The issue I’ve found with that is capturing the audio. I’ve got one of those converters and setting up the audio capture looks a bit painful. Audio capture will be easier using the USB drivers. With a superspeed HDMI to USB, I think there will be good bandwidth.

lorforlinux · June 20, 2024, 4:05pm

In that case, I can ship another HDMI to USB to @Aryan_Nanda so that he can use his laptop to monitor the output.
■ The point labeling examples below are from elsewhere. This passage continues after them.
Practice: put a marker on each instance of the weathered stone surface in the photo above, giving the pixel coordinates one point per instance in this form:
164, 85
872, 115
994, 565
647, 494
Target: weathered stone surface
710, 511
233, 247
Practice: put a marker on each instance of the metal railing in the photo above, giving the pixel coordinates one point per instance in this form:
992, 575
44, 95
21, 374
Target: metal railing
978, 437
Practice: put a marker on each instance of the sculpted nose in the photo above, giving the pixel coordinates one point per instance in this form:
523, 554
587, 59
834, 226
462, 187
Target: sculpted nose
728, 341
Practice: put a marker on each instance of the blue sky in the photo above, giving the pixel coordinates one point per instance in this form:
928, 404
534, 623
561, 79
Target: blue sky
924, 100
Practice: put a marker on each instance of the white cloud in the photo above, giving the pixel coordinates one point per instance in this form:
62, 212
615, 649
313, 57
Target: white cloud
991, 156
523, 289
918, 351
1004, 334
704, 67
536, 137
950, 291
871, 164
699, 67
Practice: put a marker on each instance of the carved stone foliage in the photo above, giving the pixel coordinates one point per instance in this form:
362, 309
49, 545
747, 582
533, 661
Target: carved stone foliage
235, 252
Aryan_Nanda · June 24, 2024, 8:31pm

Minutes of Meeting(24-06-2024)

Attendees:

Key Points:

Provided updates on the model: completed dataset preprocessing and merged audio-visual features. Currently working on generating uniform features and converting them to np.array() format for model input.
Purchased a Google Colab Pro account and received reimbursement.
@jkridner explained the quantization process and shared this reference link.
Discussed the next steps for BeagleBone AI-64, starting with this guide.
He also shared this webinar link on BeagleBone AI-64.
Spent 30 minutes attempting to resolve the CI pipeline failure issue mentioned on Discord.

(All links pasted here for future reference)
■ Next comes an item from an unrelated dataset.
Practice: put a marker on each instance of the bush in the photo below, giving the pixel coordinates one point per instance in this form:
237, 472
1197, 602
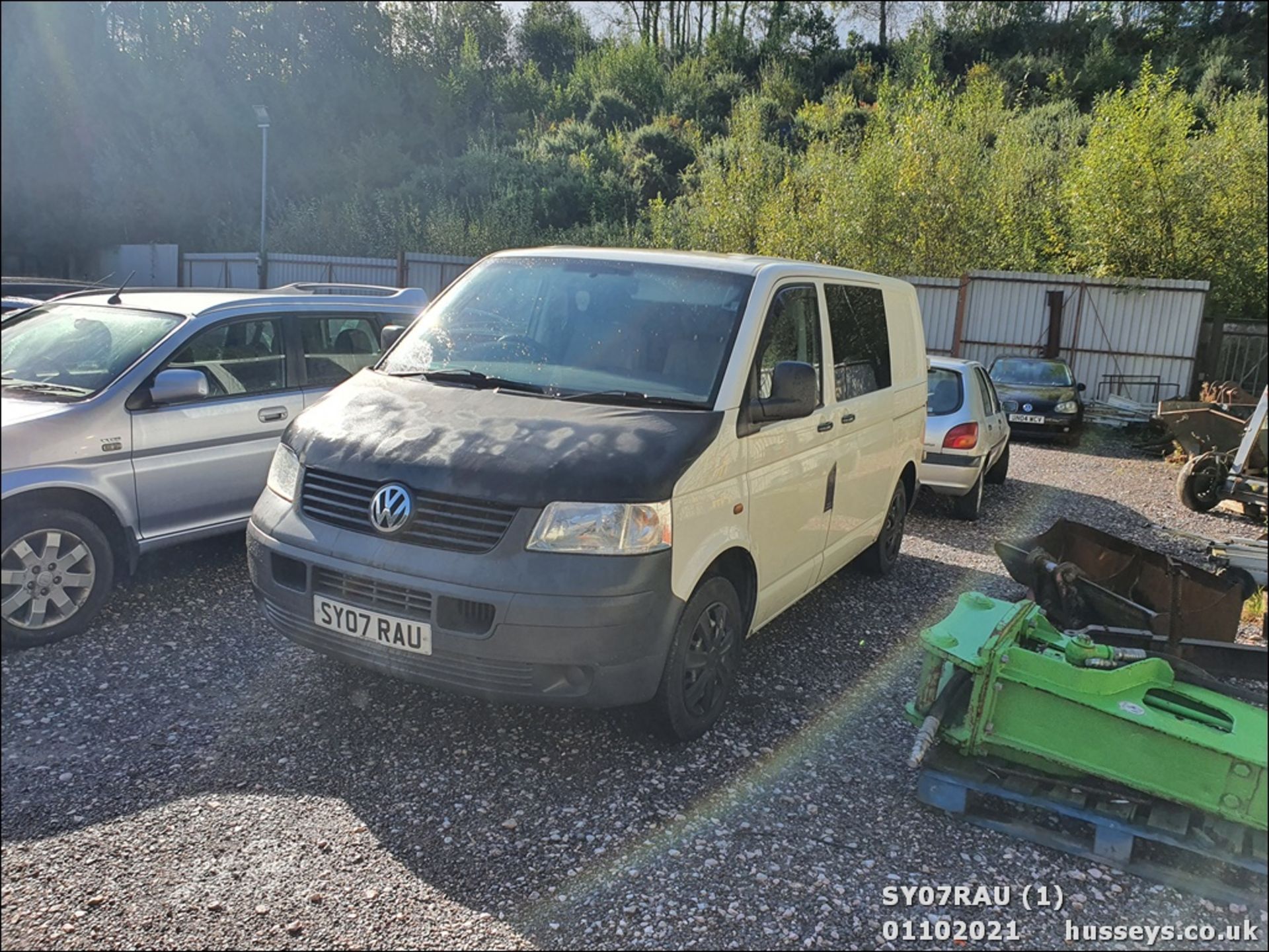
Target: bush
611, 112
Aryan_Nanda · June 27, 2024, 3:12pm

Week 3 Updates:

Completed dataset preprocessing, including padding and trimming to four different video sequence lengths.
Generated uniform features and converted them into ndarray.
Preprocessed the model by standardizing the data, performing a train-test split, and adding labels.
Shared the model training notebook with mentors.
Booted BeagleBone AI-64 on the monitor and ran demo ML models.
Upgraded to Google Colab Pro.
Added GitLab CI pipeline.

Blockers:

The CI pipeline is currently failing and throwing errors. I plan to resolve it by the weekend.

Next Week’s Goals:

Develop the model pipeline, starting with SVM and then moving to LSTMs.
Train the model.
Evaluate the model on test data and share the results with mentors.
Going throught the links provided in last meet and getting more familiar with BeagleBone AI-64.
Resolving the Ci pipeline issue
Week 2-3 Blog.

Important Commits:-

Aryan_Nanda · July 1, 2024, 5:09pm

Minutes of Meeting(01-07-2024)

Attendees:

Key Points:

I will attempt to SSH into the SRA lab GPU, which is an Nvidia GeForce RTX 4090 with 64 GB RAM. If unsuccessful, I will proceed with purchasing more compute units in Google Colab Pro account.
With one model ready, the mentors recommended starting inference on the BeagleBone AI-64. Therefore, I will begin the inferencing process in Week 5.(one week ahead of the proposed timeline! )
We discussed the dataset preprocessing and model pipeline process and discussed the results of the confusion matrix.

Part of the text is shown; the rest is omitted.